O yüzden Yüce Allah ; “Allah dışında başka dostlar, başka dayanaklar edinenlerin durumu; ağdan örülmüş bir yuva edinen örümceğin durumuna benzer. Hiç kuşkusuz en dayanıksız ev, örümcek yuvasıdır. Onlar keşke bunun bilincine erselerdi.”(Ankebut–41) demektedir.
“Ne yazık ki, bu çevreler zaman zaman bu gerçeği unutuyorlar. Bu yüzden, tüm değerlere ilişkin ölçüleri karışmakta, bütün bağlarla ilgili düşünceleri karmaşık hale gelmekte, ellerindeki tüm kriterler bozulmaktadır.. Ne tarafa gideceklerini, neyi alıp neyi bırakacaklarını bilmez hale gelmektedirler:”[1]
Birde geleneği sahiplenen büyük bir topluluk ile aslında her şeyin farkında olan bilenlerimiz var.
Bunlar ise;
“Bu durumda iktidar sahiplerinin ellerindeki caydırıcı güce aldanmaktadırlar. Bu otoriteyi yeryüzünde dilediğini yapabilen tek egemen güç sanırlar. Bu yüzden korku ile ümitle bu güce yönelirler. Ondan korkarlar, endişelenirler. Vereceği zarardan korunmak ya da onun koruyucu (!) kanatları altına girmeyi garantilemek için onu hoşnut etmeye çalışırlar.”[2]
Ve onlara gereksiz yere yumuşak davranırlar.
Biz buna İslami ıstılahta müdahene diyoruz. Bu konu Kalem suresi 8-15 . ayetlerde geçmektedir.
"Öyleyse yalanlayanlara itaat etme. Onlar istediler ki, sen onlara yumuşak davranasın / müdahene edesin de onlar da sana yumuşak davransınlar. Şunların hiç birine itaat etme: Yemin edip duran aşağılık, herkesi kınayan, söz getirip götüren, hayra engel olan, saldırgan, günahkâr, kaba, sonra da soysuz, alçak, mal ve oğullar sahibi olduğu için, kendine ayetlerimiz okunduğu zaman "eskilerin masalları" dedi. Biz yakında onun burnuna damga vuracağız." (Kalem, 68/8–15)

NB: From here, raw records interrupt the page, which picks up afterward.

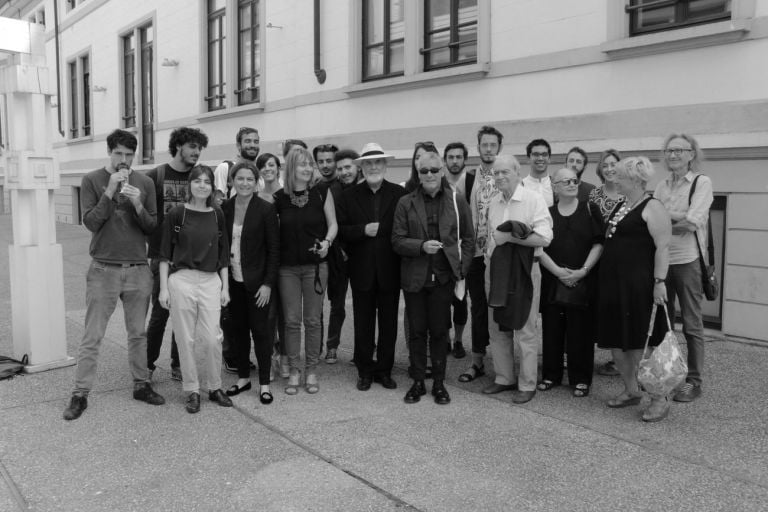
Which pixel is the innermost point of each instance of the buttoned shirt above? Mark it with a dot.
(673, 194)
(524, 206)
(543, 186)
(482, 192)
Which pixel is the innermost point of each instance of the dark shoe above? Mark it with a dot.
(608, 369)
(77, 404)
(193, 403)
(522, 397)
(441, 394)
(364, 383)
(416, 392)
(624, 400)
(220, 398)
(498, 388)
(235, 390)
(146, 394)
(386, 381)
(687, 393)
(472, 373)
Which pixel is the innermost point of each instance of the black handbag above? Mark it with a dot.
(708, 278)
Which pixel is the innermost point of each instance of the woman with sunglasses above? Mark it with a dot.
(568, 287)
(194, 283)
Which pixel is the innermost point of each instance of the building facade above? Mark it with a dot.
(594, 73)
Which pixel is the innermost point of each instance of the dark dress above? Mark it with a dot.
(625, 285)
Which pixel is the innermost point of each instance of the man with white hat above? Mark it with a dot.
(365, 215)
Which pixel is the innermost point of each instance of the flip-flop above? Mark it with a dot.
(471, 374)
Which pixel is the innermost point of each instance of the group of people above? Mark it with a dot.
(243, 256)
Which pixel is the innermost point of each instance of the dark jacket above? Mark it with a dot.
(511, 291)
(410, 232)
(259, 243)
(372, 262)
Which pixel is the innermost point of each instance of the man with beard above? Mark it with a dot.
(455, 156)
(366, 213)
(184, 145)
(489, 143)
(247, 143)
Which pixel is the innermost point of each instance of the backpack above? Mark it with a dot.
(9, 367)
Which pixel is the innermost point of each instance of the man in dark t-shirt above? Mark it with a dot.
(170, 180)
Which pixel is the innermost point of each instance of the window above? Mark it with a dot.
(138, 87)
(248, 52)
(450, 33)
(216, 54)
(383, 38)
(657, 15)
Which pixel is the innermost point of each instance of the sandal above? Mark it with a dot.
(581, 390)
(310, 385)
(471, 374)
(292, 388)
(546, 385)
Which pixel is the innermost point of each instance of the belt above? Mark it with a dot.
(122, 265)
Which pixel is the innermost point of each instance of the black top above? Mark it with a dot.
(301, 227)
(573, 238)
(195, 240)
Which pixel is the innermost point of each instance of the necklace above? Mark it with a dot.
(299, 199)
(623, 211)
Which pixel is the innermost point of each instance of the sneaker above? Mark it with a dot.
(608, 369)
(688, 392)
(145, 393)
(76, 407)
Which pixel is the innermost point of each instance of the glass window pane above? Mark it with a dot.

Ayette geçen “Müdahene” kavramının anlamı; “Yağ çekmek, ovmak, okşamak, müşriklerin taptıklarına, alçak garazlarına, haksızlıklarına ilişmemek, yalancılıklarına göz yummak, lüzumsuz yere yumuşak davranmaktır”. Bu kişilere karşı mücadele etmemiz ve onlardan ayrışmamız emredilmekteyken onlarla aynı havayı soluyabileceğimizi söylemek onların oluşturmuş oldukları sistemlere sahip çıkmak ya da böylesi bir sistem içerisinde İslami yaşantımızı sürdürebileceğimizi düşünmek, Kur’an’ın emirlerini anlayamadığımızı gösterir. Allah’ın “soysuz ve alçak” olarak nitelendirdiği kimselerle ortak noktalarımız olamaz. Eğer böyle bir şeye yelteniyorsak bu onlara kendi adımıza vereceğimiz tavizler sebebiyle oluşabilir. Halbu ki böylesi devlet ya da sistemleri güçlü görüp buralara sığınmamız gerçekte aldatıcı bir şeydir.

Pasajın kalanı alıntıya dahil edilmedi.